Monday, July 30, 2012

Peru and Chile, At It Again

If you ever thought the rivalry between the Pisco-producing nations was a lot of hype, attending the Tales of the Cocktail seminar "Pisco Wars: Peru vs. Chile Since 1633," disabused you of that notion. Unlike many Tales panels, the event featured a minimum of brand tub-thumping, and actually featured some healthy debate, and not a little veiled animosity. Of the two parties, Charles de Bournet, representing Chile, was the more conciliatory. By the end of the talk, he was extending an olive branch to Peru, saying history was not as important as agreeing that both countries made fine Piscos, but of a different sort. Historian Guillermo Toro-Lira, arguing Peru's side, was having not of it. "Our stance is that there is only one Pisco," he said. When moderator Steve Olson challenged anyone to tell the different between Chilean Pisco (in which water can be added) and Peruvian Pisco (where water is forbidden) in a blind taste test, Toro-Lira said, "I'll take that challenge."

Here's my write-up for the New York Times:
The Pisco Wars
By Robert Simonson
In the spirits world, some disputes are eternal. Who started making whiskey first, the Irish or the Scots? Where did rum originate, Barbados or some other nation?
One of the fiercest surrounds pisco, the South American grape brandy. For years, Chile and Peru have fought tooth and nail over bragging rights as the true birthplace of the liquor.
“Pisco Wars: Peru vs. Chile Since 1633,” a seminar held Thursday at Tales of the Cocktail, the New Orleans liquor convention, did not pretend to settle the matter. “I am the impartial one. I am Switzerland between Chile and Peru,” said Steve Olson, the noted liquor educator who moderated that panel, which included representatives of both nations’ pisco industries. “These countries have been at each other’s throats for 400 years. We’re not going to solve your problem today.”
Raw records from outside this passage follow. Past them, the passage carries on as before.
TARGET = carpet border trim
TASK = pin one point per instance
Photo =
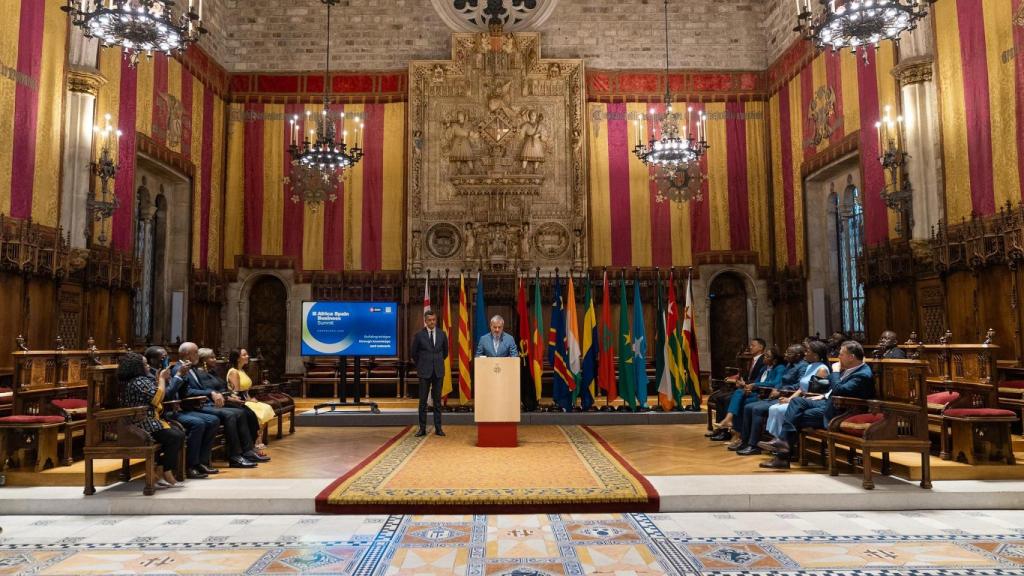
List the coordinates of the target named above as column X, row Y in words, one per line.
column 651, row 505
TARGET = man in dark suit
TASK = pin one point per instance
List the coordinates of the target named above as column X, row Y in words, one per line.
column 720, row 398
column 853, row 380
column 428, row 351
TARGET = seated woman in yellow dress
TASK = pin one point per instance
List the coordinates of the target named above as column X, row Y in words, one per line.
column 240, row 382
The seminar did, however, continue the argument. After a comparatively docile half hour in which audience members sipped and analyzed a quartet of pisco brands, the Lima-born and San Francisco-based pisco historianGuillermo Toro-Lira took the stage. He then presented, with dignified belligerence, a slide show of historical documents that backed his claim that pisco rightly belongs to Peru.
Peru’s claims to the spirit have long been rooted in the fact that it has a port town named Pisco. Mr. Toro-Lira displayed a 1788 history book entry that connected the spirit to the town, as well as English and American documents from the 1800s that identified pisco as a Peruvian product. He pointed out that mentions of Chilean pisco began to crop up only after the War of the Pacific in the late 19th century, which Chile won, sending Peru into decline. Suddenly, there were a great many piscos from Chile at the Buffalo Pan-American Exposition of 1901. (That exposition is chiefly remembered today for being the place where an assassin shot President McKinley.)
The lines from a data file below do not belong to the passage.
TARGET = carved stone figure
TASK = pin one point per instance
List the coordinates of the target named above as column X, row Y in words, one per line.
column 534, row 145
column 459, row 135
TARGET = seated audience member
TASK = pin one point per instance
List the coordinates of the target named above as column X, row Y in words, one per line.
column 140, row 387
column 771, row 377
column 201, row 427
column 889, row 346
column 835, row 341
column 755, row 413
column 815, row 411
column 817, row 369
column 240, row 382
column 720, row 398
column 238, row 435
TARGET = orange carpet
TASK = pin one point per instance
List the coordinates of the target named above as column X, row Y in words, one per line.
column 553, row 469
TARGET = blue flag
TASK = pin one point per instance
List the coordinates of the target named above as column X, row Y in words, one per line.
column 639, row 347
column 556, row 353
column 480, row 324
Charles de Bournet, the creator of the new Chilean pisco Kappa and a scion of the family that created Grand Marnier, rose to argue Chile’s side. He pointed out that the Viceroyalty of Peru, as defined by a 1542 map, encompassed both modern Chile and Peru, and much more territory besides, thus clouding the matter of where the liquor might have technically originated. “Everyone was sending their alcohol and wine to the international port of Pisco,” he said.
Mr. Toro-Lira did not leave this uncontested. “But the trade wasn’t to Pisco, it was from Pisco,” he said.
“You had your turn,” admonished Mr. Olson.
The audience included many Peruvians, who were demonstrably with Mr. Toro-Lira. At one point, a young man unfurled a large Peruvian flag and walked it through the audience.
A second unresolved question arose later in the session, regarding Pisco Punch, the storied cocktail that became internationally known as San Francisco’s refreshment of choice in the late 1800s, and then fell into obscurity after Prohibition. The true recipe is thought to have died with its inventor, Duncan Nicol. An audience member asked the panelists for their favored recipes for the punch.
“There’s no way I’m going to give you my recipe,” said Duggan McDonnell, owner of the San Francisco bar Cantina, which carries a great number of pisco brands.
Pressed on the point, he said, “You know what’s in Pisco Punch. Pineapple, lime, pisco … secrets.”